The associated production of a Higgs boson with a $Z$ boson in the collisions of electron and positron beams at Future Circular Collider (FCC-ee) have been studied. Here, the $Z$ boson decays into dileptons, while the Higgs boson decays to all possible channels, mostly to the $b\bar{b}$. The collisions provide a clean and powerful channel to probe the ($HZZ$) coupling at future lepton colliders. Following the event generation, the analysis is performed using the recoil mass method, which allows model-independent reconstruction of the Higgs boson depending on the kinematics of the final-state leptons. This method enables precise identification of the Higgs signal peak independent of its decay mode and significantly reduces systematic uncertainties. The recoil mass distributions from the signal process ($e^+e^- \to HZ$, $Z \to l^+l^-$) and the main backgrounds ($ZZ$, $WW$, $t\bar{t}$ and other standard model processes) have been analyzed using a dedicated analysis code. Monte Carlo simulations corresponding to an integrated luminosity of $5$ ab$^{-1}$ have been used for the analysis, assuming the high performance of the IDEA detector concept. The results are presented for center-of-mass energies of $\sqrt{s} = 240$ GeV and $\sqrt{s} = 365$ GeV to compare the sensitivities and highlight the potential of future $e^+e^-$ colliders in probing the $HZZ$ interaction with high precision.

Figures (5)

• Figure 1: Relevant diagrams including HZZ (or hzz) interaction vertex and leading to $h\mu^+\mu^-$ state, where $\mu^\pm$ is denoted as mu+/mu- in the Figure due to particle definition in event generator.
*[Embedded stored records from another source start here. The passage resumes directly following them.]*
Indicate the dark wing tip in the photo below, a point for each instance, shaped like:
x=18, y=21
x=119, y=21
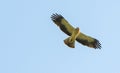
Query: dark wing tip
x=97, y=44
x=56, y=17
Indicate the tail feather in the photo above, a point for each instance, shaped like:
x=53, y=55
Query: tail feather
x=69, y=43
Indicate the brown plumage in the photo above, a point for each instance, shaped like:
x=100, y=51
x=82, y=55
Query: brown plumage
x=74, y=34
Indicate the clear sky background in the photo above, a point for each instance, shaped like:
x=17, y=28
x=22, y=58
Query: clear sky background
x=31, y=43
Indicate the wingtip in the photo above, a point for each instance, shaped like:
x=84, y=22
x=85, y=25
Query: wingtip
x=56, y=16
x=97, y=44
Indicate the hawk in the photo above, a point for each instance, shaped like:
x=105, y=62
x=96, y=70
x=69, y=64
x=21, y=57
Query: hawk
x=74, y=33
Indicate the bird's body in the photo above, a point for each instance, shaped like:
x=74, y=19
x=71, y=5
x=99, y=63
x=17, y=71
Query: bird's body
x=68, y=29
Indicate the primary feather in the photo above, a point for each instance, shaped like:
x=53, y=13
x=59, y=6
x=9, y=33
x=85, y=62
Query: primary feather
x=65, y=26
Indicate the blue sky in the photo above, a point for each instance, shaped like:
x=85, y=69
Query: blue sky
x=31, y=43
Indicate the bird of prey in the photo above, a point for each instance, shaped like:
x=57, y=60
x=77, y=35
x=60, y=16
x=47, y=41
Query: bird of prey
x=74, y=33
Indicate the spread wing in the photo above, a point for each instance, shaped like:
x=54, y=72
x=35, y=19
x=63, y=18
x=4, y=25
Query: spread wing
x=65, y=26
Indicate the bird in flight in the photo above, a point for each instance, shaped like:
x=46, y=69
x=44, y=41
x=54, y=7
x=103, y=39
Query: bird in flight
x=74, y=33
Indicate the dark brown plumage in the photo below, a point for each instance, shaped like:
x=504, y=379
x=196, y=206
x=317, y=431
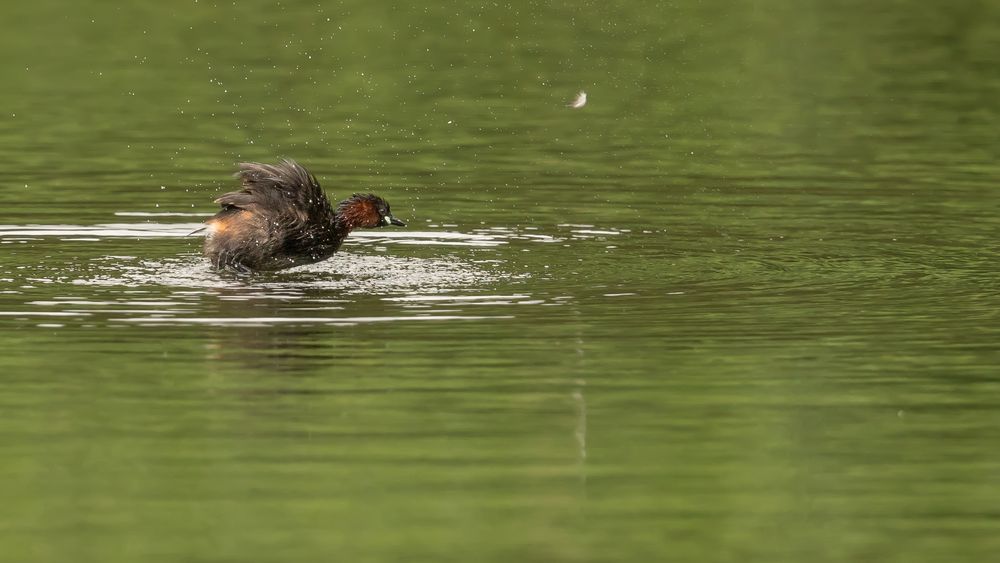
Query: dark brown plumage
x=281, y=218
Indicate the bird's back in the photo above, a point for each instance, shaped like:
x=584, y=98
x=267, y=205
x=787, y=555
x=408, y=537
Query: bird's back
x=279, y=218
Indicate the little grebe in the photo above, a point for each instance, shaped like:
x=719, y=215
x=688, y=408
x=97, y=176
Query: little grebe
x=281, y=218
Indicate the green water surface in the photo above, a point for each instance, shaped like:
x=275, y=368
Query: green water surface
x=742, y=306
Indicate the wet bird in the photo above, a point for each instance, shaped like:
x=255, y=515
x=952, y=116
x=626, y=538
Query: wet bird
x=281, y=218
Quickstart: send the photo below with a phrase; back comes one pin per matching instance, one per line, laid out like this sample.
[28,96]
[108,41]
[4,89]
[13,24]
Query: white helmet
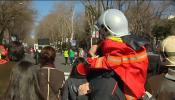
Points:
[115,22]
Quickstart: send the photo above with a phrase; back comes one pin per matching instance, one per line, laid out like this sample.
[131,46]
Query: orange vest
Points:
[129,64]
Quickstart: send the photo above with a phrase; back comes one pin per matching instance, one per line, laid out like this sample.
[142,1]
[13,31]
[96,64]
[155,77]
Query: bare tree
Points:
[16,18]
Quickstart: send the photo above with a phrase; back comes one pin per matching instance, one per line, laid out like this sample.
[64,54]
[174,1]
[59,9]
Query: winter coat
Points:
[56,81]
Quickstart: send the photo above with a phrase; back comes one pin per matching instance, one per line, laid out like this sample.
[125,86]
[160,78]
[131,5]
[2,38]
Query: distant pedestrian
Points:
[162,86]
[50,79]
[81,53]
[71,55]
[37,56]
[70,90]
[66,56]
[23,84]
[3,54]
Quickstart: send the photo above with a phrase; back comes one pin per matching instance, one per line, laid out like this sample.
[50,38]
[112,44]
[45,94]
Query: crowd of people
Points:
[71,54]
[115,69]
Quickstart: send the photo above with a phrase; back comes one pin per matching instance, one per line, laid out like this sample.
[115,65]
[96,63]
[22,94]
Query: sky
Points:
[44,7]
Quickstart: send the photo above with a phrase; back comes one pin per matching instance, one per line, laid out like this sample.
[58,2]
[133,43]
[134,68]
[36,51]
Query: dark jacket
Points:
[70,90]
[105,85]
[163,86]
[55,84]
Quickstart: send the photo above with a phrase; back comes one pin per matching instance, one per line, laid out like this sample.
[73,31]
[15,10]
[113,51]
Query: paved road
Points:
[59,62]
[5,70]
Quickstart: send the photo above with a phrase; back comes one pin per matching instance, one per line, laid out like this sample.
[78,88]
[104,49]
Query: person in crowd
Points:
[50,79]
[122,65]
[66,56]
[71,56]
[37,56]
[162,86]
[81,53]
[23,81]
[3,54]
[70,90]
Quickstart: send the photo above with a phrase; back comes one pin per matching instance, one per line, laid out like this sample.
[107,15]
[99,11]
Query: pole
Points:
[72,25]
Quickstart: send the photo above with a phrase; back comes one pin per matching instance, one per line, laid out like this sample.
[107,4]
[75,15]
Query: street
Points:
[5,70]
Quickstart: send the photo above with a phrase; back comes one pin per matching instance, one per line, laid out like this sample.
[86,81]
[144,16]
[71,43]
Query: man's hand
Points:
[83,89]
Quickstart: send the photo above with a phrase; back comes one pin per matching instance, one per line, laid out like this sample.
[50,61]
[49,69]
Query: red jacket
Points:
[129,64]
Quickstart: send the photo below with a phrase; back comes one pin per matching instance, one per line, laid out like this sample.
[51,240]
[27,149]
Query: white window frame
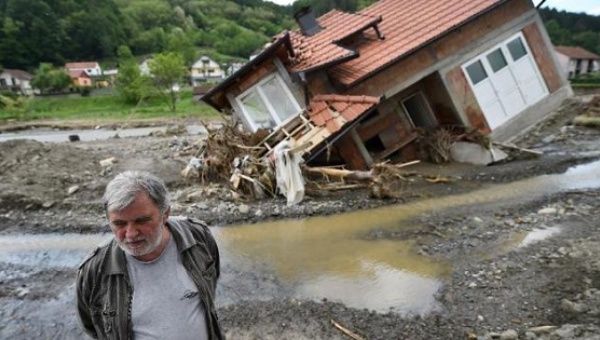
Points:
[503,46]
[257,87]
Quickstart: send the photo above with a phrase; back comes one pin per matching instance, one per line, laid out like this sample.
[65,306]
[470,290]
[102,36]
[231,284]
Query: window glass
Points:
[279,99]
[517,49]
[497,60]
[257,111]
[476,72]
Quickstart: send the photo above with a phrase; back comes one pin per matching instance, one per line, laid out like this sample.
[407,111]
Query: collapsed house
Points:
[357,88]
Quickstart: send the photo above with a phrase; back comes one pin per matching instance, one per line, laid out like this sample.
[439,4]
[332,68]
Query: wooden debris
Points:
[514,147]
[346,331]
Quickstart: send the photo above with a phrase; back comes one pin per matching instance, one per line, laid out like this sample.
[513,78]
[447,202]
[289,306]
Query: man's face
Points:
[138,228]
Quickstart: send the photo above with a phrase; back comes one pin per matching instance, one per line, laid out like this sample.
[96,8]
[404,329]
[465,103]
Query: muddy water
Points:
[323,257]
[51,250]
[330,257]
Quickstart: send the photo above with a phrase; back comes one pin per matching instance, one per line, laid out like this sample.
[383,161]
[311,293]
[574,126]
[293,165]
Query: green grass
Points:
[106,107]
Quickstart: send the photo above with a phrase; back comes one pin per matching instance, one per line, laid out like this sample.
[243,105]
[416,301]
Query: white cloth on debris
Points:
[287,171]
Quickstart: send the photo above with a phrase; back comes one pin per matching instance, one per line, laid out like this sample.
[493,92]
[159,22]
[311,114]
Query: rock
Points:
[510,334]
[530,336]
[108,161]
[547,211]
[48,205]
[572,307]
[195,196]
[243,209]
[542,329]
[72,189]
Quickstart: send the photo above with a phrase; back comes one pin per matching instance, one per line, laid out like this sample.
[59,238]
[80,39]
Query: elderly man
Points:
[156,278]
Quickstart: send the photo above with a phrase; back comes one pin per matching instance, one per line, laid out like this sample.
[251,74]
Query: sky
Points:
[588,6]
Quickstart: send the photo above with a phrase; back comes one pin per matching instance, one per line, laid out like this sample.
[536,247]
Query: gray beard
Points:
[150,246]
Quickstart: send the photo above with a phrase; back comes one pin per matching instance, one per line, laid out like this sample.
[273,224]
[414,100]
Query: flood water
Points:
[327,257]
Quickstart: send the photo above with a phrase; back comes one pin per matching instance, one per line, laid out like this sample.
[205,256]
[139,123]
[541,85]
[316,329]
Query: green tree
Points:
[168,69]
[132,86]
[50,79]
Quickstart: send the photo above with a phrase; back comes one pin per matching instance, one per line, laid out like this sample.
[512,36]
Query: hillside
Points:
[56,31]
[573,29]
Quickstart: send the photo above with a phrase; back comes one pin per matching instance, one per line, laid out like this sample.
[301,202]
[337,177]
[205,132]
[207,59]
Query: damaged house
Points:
[355,88]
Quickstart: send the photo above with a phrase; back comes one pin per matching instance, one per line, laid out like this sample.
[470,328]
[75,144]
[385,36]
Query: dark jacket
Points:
[104,291]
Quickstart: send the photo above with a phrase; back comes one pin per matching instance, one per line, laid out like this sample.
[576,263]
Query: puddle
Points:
[327,257]
[538,235]
[51,250]
[57,136]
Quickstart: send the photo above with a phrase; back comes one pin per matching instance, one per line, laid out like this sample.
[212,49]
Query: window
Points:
[476,72]
[268,104]
[497,60]
[517,49]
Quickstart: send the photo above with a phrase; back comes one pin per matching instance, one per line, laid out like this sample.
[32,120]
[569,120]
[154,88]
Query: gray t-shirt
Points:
[166,303]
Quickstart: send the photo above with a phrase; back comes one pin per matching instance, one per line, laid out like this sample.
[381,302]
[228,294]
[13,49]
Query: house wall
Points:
[448,54]
[565,65]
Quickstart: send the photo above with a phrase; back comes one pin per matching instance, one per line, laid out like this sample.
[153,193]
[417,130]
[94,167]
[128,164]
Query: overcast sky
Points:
[588,6]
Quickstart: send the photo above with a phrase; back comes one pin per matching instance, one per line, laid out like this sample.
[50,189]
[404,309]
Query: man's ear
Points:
[166,215]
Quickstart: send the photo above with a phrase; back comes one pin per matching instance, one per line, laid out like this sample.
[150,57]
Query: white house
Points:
[91,68]
[17,81]
[233,68]
[575,61]
[205,69]
[145,67]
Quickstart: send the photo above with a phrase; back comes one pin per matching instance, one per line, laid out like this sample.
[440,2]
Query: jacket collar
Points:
[184,239]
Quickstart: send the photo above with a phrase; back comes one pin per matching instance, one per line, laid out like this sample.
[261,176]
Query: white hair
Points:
[121,191]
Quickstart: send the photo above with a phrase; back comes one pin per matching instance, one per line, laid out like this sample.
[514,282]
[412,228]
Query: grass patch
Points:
[105,107]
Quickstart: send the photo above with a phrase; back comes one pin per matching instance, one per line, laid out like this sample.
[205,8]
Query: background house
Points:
[17,81]
[91,68]
[80,78]
[575,61]
[368,82]
[205,69]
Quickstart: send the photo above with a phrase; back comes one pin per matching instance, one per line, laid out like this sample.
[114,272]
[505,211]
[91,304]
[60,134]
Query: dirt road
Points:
[503,283]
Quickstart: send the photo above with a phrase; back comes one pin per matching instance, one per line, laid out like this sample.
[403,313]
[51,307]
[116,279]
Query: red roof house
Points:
[576,60]
[371,79]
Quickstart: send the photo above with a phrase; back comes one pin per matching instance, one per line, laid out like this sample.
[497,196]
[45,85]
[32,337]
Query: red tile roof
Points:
[336,111]
[77,74]
[321,49]
[81,65]
[18,74]
[406,24]
[576,52]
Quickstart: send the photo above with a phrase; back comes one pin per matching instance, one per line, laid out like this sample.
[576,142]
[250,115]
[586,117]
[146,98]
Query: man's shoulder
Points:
[189,222]
[95,256]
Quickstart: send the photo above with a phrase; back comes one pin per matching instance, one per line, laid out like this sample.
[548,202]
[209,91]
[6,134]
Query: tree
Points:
[168,69]
[131,85]
[50,79]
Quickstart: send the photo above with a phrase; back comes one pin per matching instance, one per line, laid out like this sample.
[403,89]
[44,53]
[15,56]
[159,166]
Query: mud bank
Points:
[501,282]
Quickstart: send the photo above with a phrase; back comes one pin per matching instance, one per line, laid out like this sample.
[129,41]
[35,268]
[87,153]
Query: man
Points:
[156,278]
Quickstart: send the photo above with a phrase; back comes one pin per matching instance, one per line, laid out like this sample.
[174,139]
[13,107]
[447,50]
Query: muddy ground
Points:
[545,290]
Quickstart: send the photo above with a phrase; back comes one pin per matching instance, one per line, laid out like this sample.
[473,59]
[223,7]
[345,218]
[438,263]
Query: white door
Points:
[505,80]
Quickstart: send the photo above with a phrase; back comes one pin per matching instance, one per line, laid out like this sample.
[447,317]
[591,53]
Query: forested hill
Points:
[56,31]
[573,29]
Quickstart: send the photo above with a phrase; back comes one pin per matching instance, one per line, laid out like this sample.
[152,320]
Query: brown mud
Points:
[499,285]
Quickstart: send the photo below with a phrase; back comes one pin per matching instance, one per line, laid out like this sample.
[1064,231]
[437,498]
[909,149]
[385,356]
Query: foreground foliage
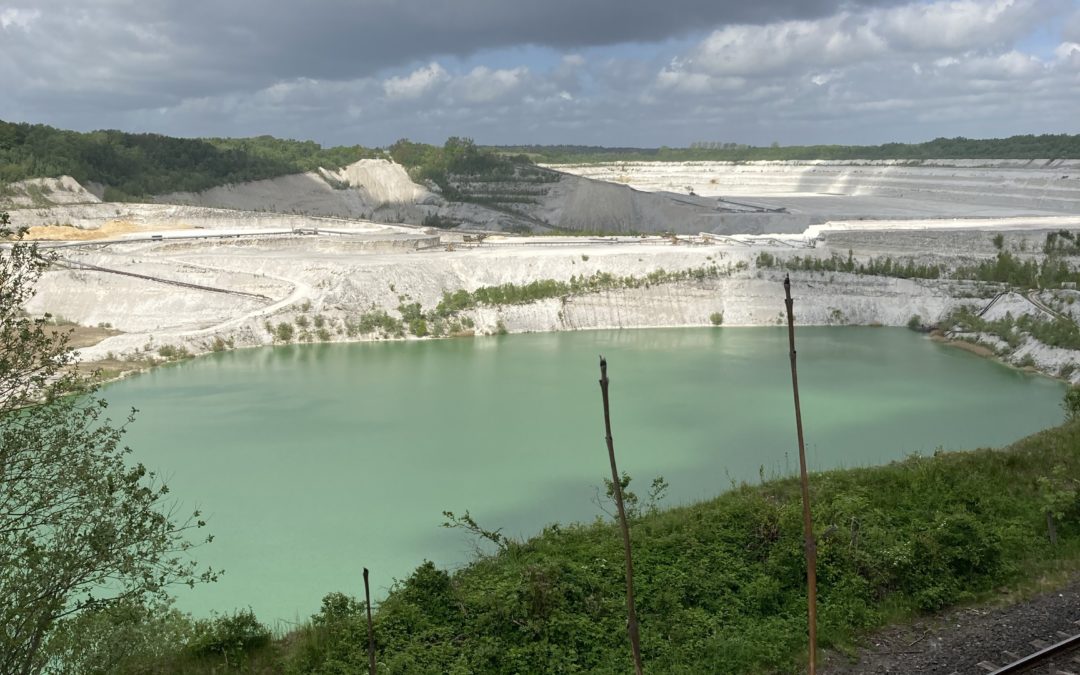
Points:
[81,529]
[719,583]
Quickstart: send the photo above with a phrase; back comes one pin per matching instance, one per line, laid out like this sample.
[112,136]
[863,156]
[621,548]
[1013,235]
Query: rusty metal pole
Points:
[810,547]
[617,486]
[370,629]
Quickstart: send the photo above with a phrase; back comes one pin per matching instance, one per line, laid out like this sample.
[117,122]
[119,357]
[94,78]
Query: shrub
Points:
[284,332]
[1071,403]
[232,637]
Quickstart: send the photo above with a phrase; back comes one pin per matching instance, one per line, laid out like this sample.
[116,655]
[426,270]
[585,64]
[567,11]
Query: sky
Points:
[605,72]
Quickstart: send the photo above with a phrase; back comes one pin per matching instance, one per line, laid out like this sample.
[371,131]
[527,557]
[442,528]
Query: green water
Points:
[314,461]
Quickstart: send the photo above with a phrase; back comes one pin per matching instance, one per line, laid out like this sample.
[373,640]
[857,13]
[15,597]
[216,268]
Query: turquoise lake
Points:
[313,461]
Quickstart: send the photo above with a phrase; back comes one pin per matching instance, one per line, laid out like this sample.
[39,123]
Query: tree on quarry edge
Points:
[82,528]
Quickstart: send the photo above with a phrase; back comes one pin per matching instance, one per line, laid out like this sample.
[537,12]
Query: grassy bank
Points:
[717,582]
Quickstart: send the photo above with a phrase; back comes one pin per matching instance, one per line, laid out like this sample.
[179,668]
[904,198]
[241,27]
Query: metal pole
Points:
[617,487]
[809,545]
[370,629]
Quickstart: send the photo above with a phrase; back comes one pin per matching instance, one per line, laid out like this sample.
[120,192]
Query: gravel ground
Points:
[958,640]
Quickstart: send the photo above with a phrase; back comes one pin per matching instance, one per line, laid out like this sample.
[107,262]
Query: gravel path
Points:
[958,640]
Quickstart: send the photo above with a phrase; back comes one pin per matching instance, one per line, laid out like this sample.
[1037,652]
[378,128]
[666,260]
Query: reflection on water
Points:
[314,461]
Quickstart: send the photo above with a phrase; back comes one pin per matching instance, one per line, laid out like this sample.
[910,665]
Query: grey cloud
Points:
[212,45]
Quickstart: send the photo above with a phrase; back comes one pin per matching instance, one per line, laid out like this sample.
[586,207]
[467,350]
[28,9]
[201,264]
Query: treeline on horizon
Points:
[133,165]
[1027,147]
[137,165]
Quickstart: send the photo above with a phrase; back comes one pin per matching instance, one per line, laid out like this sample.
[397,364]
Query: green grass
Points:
[720,581]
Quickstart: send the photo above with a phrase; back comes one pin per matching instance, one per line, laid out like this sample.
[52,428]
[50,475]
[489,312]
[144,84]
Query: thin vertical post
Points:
[617,486]
[370,628]
[809,545]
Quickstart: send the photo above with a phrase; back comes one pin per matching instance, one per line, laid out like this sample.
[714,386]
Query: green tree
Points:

• Figure 2: Relevant diagrams including HZZ (or hzz) interaction vertex and leading to $he^+e^-$ state, where $e^\pm$ is denoted as e+/e- in the Figure due to particle definition in event generator.
• Figure 3: Cross section as a function of center-of-mass energy for various single Higgs production channels at electron-positron colliders. The highest cross section is observed for the $e^+e^- \rightarrow HZ$ process at $\sqrt{s} = 240$ GeV and 365 GeV.
• Figure 4: Recoil mass distribution at $\sqrt{s} = 240$ GeV with S+B fit. The events are presented for an integrated luminosity of 5 ab$^{-1}$.
• Figure 5: Recoil mass distribution at $\sqrt{s} = 365$ GeV with S+B fit. The events are presented for an integrated luminosity of 5 ab$^{-1}$.